Root Primordium Defective 1 Encodes an Essential PORR Protein Required for the Splicing of Mitochondria-Encoded Group II Introns and for Respiratory Complex I Biogenesis

Abstract

Abstract Cellular respiration involves complex organellar metabolic activities that are pivotal for plant growth and development. Mitochondria contain their own genetic system (mitogenome, mtDNA), which encodes key elements of the respiratory machinery. Plant mtDNAs are notably larger than their counterparts in Animalia, with complex genome organization and gene expression characteristics. The maturation of the plant mitochondrial transcripts involves extensive RNA editing, trimming and splicing events.
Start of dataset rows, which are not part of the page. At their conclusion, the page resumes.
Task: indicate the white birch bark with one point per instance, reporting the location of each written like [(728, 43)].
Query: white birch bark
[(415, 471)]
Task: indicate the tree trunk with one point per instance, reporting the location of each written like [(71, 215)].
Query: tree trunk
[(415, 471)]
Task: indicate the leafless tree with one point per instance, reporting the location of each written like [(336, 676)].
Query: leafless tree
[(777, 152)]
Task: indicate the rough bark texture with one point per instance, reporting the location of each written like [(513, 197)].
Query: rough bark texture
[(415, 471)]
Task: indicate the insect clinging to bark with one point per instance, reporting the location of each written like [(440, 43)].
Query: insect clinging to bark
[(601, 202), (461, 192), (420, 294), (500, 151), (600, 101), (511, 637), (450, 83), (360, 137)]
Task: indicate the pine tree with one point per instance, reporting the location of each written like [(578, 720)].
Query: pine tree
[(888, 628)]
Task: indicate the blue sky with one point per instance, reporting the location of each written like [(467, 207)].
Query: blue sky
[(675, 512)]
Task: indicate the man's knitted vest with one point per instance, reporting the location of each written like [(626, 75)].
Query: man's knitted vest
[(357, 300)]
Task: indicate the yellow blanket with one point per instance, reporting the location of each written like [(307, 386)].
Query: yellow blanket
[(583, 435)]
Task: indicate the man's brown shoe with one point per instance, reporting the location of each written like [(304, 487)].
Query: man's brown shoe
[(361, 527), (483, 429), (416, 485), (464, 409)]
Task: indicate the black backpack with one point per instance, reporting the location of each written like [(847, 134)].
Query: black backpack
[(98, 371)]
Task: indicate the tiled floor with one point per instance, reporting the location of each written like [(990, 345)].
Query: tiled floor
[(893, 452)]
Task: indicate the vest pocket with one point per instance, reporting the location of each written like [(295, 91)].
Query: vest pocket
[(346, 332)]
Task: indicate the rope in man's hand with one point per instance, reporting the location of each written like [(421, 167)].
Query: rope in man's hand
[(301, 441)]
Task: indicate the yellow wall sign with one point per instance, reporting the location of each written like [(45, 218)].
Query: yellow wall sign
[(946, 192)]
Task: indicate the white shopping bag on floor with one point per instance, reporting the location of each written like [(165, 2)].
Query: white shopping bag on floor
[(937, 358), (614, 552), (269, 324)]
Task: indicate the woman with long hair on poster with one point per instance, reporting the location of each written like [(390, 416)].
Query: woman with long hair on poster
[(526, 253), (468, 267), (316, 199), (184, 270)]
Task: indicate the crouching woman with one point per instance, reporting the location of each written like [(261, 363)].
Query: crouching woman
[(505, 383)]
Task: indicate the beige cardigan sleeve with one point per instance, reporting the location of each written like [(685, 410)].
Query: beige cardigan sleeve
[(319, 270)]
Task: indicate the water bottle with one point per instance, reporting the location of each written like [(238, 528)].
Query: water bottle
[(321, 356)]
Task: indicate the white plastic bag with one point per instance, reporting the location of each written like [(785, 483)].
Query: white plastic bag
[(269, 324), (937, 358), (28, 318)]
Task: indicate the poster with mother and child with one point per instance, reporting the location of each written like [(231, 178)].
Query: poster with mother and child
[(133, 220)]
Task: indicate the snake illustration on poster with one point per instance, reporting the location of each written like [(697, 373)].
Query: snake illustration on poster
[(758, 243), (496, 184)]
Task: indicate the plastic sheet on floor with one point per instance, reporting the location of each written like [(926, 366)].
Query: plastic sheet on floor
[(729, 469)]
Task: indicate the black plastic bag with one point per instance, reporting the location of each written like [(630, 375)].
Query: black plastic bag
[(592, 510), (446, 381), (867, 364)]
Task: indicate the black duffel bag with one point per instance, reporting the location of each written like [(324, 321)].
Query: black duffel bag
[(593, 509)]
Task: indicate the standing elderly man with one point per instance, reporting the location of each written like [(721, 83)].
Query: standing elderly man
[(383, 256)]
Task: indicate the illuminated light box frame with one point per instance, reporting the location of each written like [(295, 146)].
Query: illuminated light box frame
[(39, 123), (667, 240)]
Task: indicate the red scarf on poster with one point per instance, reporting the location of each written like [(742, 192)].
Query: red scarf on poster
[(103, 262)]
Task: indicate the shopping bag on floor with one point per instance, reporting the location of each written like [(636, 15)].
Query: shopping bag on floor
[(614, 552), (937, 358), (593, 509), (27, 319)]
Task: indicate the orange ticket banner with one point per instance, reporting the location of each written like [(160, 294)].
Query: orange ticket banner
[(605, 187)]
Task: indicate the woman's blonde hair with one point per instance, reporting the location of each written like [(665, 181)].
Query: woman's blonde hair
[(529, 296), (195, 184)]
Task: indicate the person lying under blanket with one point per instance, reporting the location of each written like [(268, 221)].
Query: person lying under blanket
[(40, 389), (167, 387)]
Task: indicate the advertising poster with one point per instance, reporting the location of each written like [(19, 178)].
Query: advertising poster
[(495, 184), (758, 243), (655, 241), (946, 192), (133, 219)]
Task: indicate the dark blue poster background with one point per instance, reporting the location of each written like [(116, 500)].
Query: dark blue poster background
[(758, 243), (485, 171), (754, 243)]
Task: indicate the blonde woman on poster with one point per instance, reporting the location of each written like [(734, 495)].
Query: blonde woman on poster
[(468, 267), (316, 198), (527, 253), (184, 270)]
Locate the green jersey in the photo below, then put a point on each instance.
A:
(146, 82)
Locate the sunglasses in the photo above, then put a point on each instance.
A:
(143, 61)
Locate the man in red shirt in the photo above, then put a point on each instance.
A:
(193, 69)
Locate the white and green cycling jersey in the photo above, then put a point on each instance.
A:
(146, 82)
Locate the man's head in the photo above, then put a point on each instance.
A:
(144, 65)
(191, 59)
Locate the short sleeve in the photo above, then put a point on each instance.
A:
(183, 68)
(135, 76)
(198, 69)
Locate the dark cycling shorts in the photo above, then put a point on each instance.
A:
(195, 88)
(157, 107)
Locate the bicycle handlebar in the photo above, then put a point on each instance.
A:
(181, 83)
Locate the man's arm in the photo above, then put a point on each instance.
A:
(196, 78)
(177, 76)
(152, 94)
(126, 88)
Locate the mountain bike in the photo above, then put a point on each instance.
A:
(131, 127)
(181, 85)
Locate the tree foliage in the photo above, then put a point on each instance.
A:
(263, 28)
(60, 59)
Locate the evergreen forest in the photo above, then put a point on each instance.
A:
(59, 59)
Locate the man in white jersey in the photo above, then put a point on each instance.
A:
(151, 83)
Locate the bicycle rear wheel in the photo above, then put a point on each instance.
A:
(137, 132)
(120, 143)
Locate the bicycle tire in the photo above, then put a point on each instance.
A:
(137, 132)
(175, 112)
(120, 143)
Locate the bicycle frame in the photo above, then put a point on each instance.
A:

These essential processing steps rely on the activities of numerous nuclear-encoded cofactors, which may also play key regulatory roles in mitochondrial biogenesis and function and hence in plant physiology. Proteins that harbor the plant organelle RNA recognition (PORR) domain are represented in a small gene family in plants. Several PORR members, including WTF1, WTF9 and LEFKOTHEA, are known to act in the splicing of organellar group II introns in angiosperms. The AT4G33495 gene locus encodes an essential PORR protein in Arabidopsis, termed ROOT PRIMORDIUM DEFECTIVE 1 (RPD1). A null mutation of At.RPD1 causes arrest in early embryogenesis, while the missense mutant lines, rpd1.1 and rpd1.2, exhibit a strong impairment in root development and retarded growth phenotypes, especially under high-temperature conditions. Here, we further show that RPD1 functions in the splicing of introns that reside in the coding regions of various complex I (CI) subunits (i.e. nad2, nad4, nad5 and nad7), as well as in the maturation of the ribosomal rps3 pre-RNA in Arabidopsis mitochondria. The altered growth and developmental phenotypes and modified respiration activities are tightly correlated with respiratory chain CI defects in rpd1 mutants.